Nope. Nope. All the nope!
The first year is filled with adventure, novelty, bright eyes, and bushy tails. That all wears off in the second year and reality hits and, unlike a toddler, who may naturally grow out of this phase (you hope), you’re the only one who can teach your business how to run. Imagine being a two-year-old kid and teaching yourself how to walk and talk. Now throw in some quantum physics and that’s pretty much how entrepreneurship at this stage feels.
I have a business stumbling out of its second year as well a business that’s about to move clumsily into its second year, and here’s whlearnede learnt about the Terrible Twos.
You test the processes
Just as a toddler finds their feet and explores the beautiful and dangerous things that life has to offer, a business owner starts defining their vision. Your first year is spent trying it all and experimenting with various products and clients. Attempts to start specifying these can lead to a mountain of uncertainty and frustration. You will fail. You will spit some ideas out and you will hold on to some like a comfort blanket. You will fall on your ass and you will get shouted at. It’s all part of finding your voice, your personality and your USP.
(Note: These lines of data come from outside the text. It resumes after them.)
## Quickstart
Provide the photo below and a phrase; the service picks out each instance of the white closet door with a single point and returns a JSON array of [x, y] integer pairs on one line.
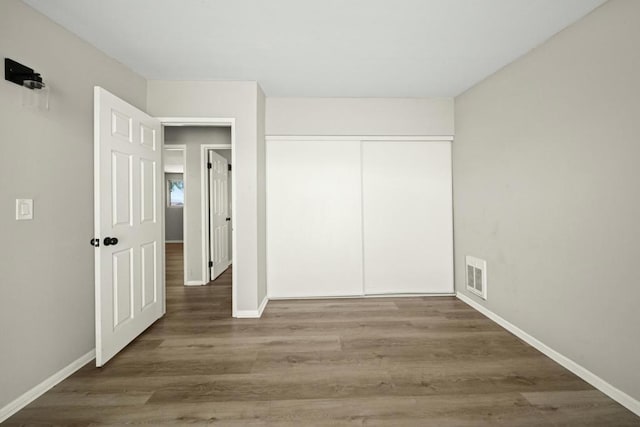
[[314, 221], [407, 217]]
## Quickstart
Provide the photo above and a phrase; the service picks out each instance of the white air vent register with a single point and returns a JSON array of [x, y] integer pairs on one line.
[[477, 276]]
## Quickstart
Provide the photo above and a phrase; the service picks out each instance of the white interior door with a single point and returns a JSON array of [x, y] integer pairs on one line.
[[407, 217], [314, 228], [218, 213], [128, 223]]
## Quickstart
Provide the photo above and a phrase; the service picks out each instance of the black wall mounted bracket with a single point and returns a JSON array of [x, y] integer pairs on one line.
[[18, 74]]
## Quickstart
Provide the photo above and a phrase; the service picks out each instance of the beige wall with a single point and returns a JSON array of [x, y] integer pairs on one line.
[[546, 188], [359, 116], [46, 265], [237, 100]]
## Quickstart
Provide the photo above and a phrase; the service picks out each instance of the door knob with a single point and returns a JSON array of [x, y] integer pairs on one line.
[[110, 241]]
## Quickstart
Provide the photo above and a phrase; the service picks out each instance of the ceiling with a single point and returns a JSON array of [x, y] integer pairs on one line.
[[329, 48]]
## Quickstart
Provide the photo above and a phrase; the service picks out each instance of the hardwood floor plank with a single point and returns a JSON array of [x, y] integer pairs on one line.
[[419, 361]]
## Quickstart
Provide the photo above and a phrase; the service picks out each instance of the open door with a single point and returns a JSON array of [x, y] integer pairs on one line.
[[129, 260], [218, 214]]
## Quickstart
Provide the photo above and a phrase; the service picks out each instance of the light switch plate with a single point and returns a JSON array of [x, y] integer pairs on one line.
[[24, 209]]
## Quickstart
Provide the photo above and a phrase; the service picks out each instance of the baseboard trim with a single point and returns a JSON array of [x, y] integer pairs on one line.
[[616, 394], [46, 385], [252, 314], [448, 294]]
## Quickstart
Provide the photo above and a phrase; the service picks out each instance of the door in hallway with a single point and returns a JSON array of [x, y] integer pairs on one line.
[[129, 263], [219, 218]]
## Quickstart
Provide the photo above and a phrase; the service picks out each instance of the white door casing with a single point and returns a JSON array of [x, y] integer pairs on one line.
[[407, 217], [128, 179], [218, 213]]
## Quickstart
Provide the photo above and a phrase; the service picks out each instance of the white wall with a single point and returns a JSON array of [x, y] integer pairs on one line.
[[546, 189], [262, 196], [173, 215], [359, 116], [193, 138], [240, 101], [46, 265]]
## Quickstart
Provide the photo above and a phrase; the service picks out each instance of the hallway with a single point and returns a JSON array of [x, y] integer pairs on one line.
[[378, 361]]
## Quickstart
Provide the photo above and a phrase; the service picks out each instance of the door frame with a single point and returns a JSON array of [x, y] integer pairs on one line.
[[204, 196], [215, 122], [183, 148]]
You learn patterns and, by this stage, many fixed costs such as rent, salaries, and software are firmly in place. During the first year, you’ve still been out of the job market for a short enough time to go back. The second year feels more committed. You’re way outta the womb now and need to negotiate how to get that treat for doing good.
You throw tantrums
The entrepreneurial journey will lift you to your highest highs and push you to your lowest lows. You will be taken on an emotional rollercoaster that you didn’t sign up for. This is because you’re forced to do and be it all. As your business matures, you’re wearing all the hats, from the ops lady to the tea guy. It’s uncomfortable and messy, and can make you feel inadequate. But the triggers that caused your tantrums become easier to manage.
You can’t do it all
In your first year, you’re wearing all the hats – feathers and all. This quickly becomes unmanageable as your job, as a business owner, is to steer the ship, not row the ores. This may mean letting go and putting trust into staff or outsourced suppliers. No matter how stubborn the toddler is, they will always need help climbing onto the jungle gym at some point.
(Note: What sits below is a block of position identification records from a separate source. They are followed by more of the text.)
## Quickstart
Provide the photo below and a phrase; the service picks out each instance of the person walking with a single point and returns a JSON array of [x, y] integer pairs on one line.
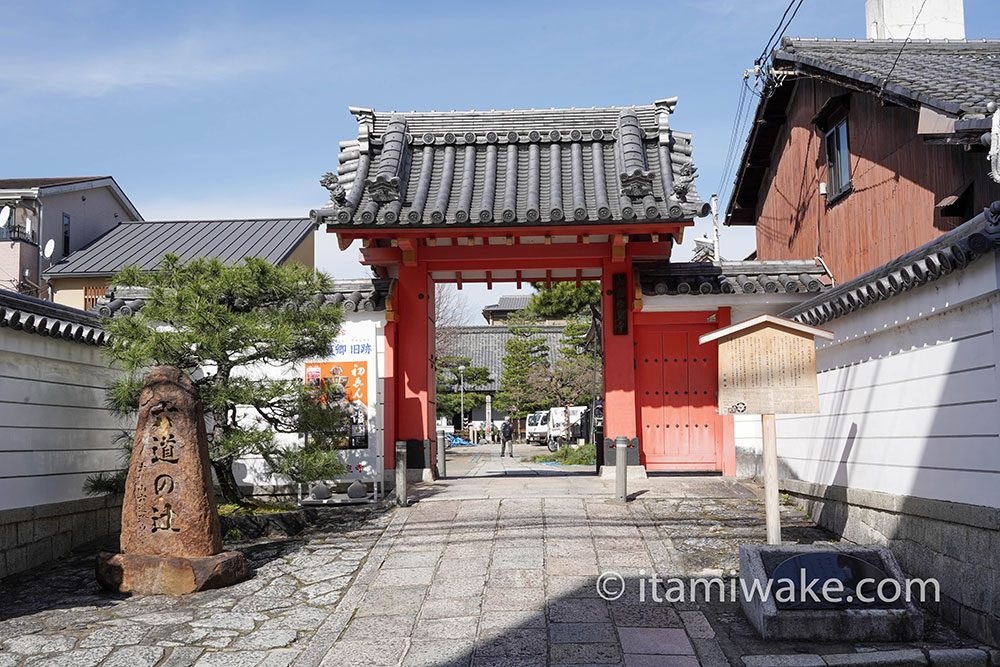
[[507, 437]]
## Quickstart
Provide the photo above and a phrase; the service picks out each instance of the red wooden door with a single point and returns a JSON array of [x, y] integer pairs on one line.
[[677, 381]]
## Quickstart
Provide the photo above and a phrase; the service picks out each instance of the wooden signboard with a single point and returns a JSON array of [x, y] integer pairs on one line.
[[767, 370], [767, 366]]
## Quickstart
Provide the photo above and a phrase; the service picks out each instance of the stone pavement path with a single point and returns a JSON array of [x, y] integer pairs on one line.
[[498, 582], [483, 571], [58, 616], [501, 571]]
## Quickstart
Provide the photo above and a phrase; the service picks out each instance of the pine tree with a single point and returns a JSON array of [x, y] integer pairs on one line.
[[219, 323], [564, 300], [524, 352]]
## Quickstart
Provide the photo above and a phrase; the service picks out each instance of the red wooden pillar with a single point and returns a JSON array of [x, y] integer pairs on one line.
[[619, 353], [412, 354], [728, 421], [389, 394]]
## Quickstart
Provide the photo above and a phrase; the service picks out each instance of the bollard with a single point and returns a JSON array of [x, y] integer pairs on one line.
[[441, 463], [401, 499], [621, 469]]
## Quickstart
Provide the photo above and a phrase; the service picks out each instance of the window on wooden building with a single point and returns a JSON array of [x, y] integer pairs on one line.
[[838, 169], [65, 234]]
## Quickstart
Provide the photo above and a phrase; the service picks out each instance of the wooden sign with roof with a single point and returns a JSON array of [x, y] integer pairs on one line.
[[767, 365]]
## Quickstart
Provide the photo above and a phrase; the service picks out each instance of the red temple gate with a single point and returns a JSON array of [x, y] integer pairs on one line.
[[536, 196]]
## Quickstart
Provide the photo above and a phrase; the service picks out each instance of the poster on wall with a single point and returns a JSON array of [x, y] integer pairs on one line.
[[352, 365]]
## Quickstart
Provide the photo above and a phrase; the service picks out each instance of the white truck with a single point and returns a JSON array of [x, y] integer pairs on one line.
[[559, 433], [537, 429]]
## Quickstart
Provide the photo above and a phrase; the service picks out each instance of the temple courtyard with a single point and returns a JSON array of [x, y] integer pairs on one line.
[[497, 565]]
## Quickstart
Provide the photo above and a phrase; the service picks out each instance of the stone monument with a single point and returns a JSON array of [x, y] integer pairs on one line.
[[171, 542]]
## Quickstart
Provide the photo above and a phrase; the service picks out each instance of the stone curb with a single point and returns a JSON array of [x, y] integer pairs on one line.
[[327, 634], [955, 657]]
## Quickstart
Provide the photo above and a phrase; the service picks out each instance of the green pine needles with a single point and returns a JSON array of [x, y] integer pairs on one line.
[[225, 325]]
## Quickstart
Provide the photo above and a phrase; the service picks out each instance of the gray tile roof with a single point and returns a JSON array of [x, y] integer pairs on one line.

So how do you get through this phase alive?
Put systems in early
Whether you’re running an e-commerce platform or a dry-cleaning business, monitor and take note of every step in the day-to-day running order of your business. From the first contact with the client to closing the deal, as well as all admin processes such as human resources and finances. This may seem totally pointless in the beginning as you can handle it all, but once you start hiring people to take over certain roles, it will help to hand over a deck of roles and responsibilities. Trust me.
Speaking of trust…
Learn how to do just that – trust. Delegation sounds like such a simple theory; order people around and it’ll get done, right? It took me too long to allow my team to get on with a project without providing my input (What’s an entrepreneur without a little OCD?) I had to remember that I had hired this team for a reason. Be clear on the objectives and ensure they are equipped with all of the correct tools to deliver, and then provide feedback on how to improve for the next order or project.
Pick your bottom lip up off the floor
Sure, it’s your business and you design it the way you want, but that doesn’t mean that everyone is going to agree with you or what you do. Craig Rodney gave a talk at a conference a few years back where he spoke about learning to fall in love with the hate. He was talking more from a consumer-brand perspective, but this can be applied across the board. Look at critique you are receiving, kick your pride to the side, see the value in it and improve your offering.
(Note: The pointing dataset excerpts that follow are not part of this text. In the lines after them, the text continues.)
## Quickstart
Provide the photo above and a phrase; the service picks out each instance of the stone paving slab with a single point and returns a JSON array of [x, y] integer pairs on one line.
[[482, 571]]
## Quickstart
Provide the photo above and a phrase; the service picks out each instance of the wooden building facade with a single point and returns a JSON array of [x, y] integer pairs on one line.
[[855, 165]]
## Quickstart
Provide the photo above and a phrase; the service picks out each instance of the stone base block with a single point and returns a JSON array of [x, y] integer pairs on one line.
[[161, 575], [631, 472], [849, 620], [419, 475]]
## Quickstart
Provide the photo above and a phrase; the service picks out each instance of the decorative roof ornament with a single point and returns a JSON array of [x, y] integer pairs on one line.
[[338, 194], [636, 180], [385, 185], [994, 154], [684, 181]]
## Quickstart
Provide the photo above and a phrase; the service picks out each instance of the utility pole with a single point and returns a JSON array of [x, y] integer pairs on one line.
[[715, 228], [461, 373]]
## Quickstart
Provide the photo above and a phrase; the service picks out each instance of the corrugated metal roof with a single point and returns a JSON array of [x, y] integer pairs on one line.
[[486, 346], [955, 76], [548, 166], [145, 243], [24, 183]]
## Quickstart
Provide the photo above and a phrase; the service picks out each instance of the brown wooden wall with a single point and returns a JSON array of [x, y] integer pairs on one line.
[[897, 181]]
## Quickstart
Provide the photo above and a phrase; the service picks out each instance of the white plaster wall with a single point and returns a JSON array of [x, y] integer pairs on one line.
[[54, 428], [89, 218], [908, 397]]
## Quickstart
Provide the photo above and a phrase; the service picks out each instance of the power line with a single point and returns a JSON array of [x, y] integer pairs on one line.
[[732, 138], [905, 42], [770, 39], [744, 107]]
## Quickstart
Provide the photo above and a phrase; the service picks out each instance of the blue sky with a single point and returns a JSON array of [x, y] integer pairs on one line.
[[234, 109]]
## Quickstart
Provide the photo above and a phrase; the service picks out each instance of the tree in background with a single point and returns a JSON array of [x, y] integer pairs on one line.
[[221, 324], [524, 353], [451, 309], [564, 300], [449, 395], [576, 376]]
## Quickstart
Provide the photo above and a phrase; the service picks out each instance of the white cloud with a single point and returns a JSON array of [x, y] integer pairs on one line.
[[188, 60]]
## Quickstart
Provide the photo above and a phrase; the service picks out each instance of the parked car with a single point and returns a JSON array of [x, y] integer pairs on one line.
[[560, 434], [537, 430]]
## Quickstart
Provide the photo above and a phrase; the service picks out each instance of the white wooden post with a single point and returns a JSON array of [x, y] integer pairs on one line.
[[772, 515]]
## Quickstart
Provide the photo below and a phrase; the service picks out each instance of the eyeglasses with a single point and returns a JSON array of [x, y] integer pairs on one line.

You don’t know it all and you still have a lot to learn. The second year will provide you with more perspective on your business as well as a more objective view. Take 15 minutes every day to research the latest trends in your industry then write down five new ideas that you can take to clients pertaining to those trends.
If you’re not making money, move on
Yes, that’s right. I’m suggesting giving up. Be honest with yourself. If you’re two years down the line and still not making money, start over or start something else. Learn to crawl.
This notion of entrepreneurs needing less sleep to increase productivity needs to end. If you’re overtired, you will forget to complete tasks and feel like a drunk toddler.
Lastly, and most importantly, never forget how far you’ve come.
You have a business that has survived possibly one of its most difficult stages. Yes, there’s a lot more to come, but never forget to take time to reflect and give yourself a pat on the back for all you have achieved so far.